Even though model checking has dominated formal verification of hardware systems for decades, it still struggles to scale to modern hardware designs due to its inherent state-explosion issues. Alternatively, interactive theorem proving (ITP) has been used for a relatively short amount of time, where a user can manually state and prove theorems. ITP is known to be more expressive than model checking in the sense that any correctness criteria can be specified and proven using higher-order logic. It has another issue, though; a significant amount of human effort is required to prove large theorems. In this talk, I would like to introduce approaches to making hardware verification scalable with ITP, overcoming the human effort by applying well-established formal-methods theories. In particular, two techniques will be presented: modularity to break a proof into smaller pieces and serializability as domain knowledge to handle distributed execution. For the former, we introduce Kami, a framework embedded in the Coq proof assistant to realize modular verification. For the latter, we introduce Hemiola, another Coq-embedded framework to verify modern cachecoherence protocols much more efficiently.
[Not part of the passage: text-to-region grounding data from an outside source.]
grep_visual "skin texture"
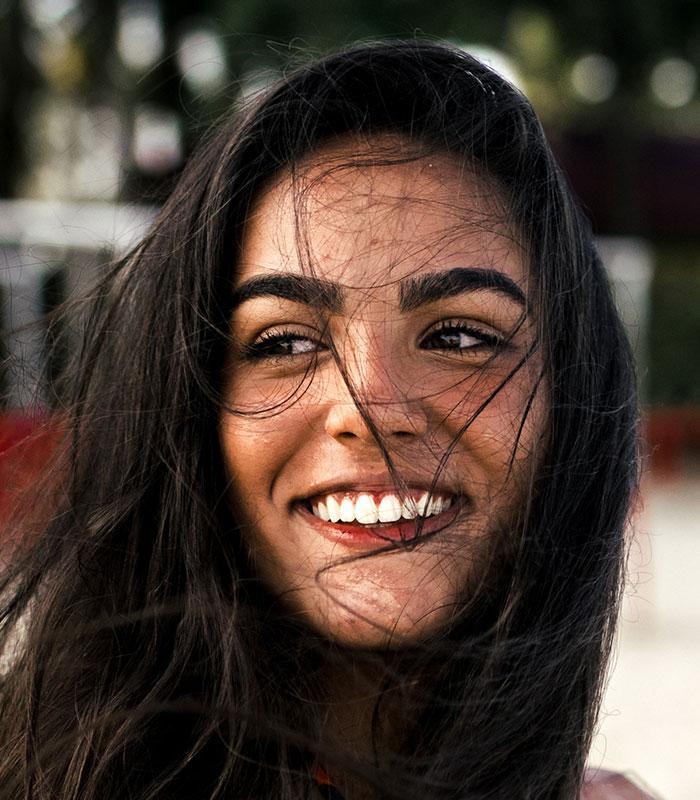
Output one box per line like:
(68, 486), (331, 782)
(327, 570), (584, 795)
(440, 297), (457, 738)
(582, 769), (658, 799)
(219, 138), (546, 648)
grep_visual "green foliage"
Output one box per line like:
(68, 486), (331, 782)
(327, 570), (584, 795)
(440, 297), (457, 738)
(649, 244), (700, 406)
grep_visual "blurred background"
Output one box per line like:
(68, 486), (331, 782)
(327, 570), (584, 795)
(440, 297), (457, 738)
(0, 1), (698, 797)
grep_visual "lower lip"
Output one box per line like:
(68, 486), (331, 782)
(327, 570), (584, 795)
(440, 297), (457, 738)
(294, 499), (464, 550)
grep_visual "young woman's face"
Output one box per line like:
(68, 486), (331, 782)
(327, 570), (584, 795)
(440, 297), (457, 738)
(219, 140), (545, 647)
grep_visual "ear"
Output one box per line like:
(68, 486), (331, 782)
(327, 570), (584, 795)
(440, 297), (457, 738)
(581, 768), (658, 800)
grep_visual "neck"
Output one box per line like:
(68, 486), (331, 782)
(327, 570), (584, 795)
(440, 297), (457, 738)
(320, 655), (416, 798)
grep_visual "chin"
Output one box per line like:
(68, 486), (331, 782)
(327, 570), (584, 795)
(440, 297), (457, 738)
(301, 570), (461, 649)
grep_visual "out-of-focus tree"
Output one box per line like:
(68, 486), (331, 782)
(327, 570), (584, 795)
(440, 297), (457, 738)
(3, 0), (698, 205)
(0, 2), (38, 197)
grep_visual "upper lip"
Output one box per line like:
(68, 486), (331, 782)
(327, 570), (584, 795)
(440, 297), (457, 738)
(292, 475), (463, 504)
Joonwon Choi is a Formal Verification Engineer at Apple, working on verifying hardware memory subsystems. He completed a PhD in computer science at MIT CSAIL in 2021, co-advised by Adam Chlipala and Arvind. He received his MS from MIT in 2016 and BS from Seoul National University in 2013. During his PhD, he worked on formal verification of hardware using the Coq interactive theorem prover. His research interests include various formal-methods techniques to scale up verification of computer systems. He is a recipient of Kwanjeong Educational Scholarship.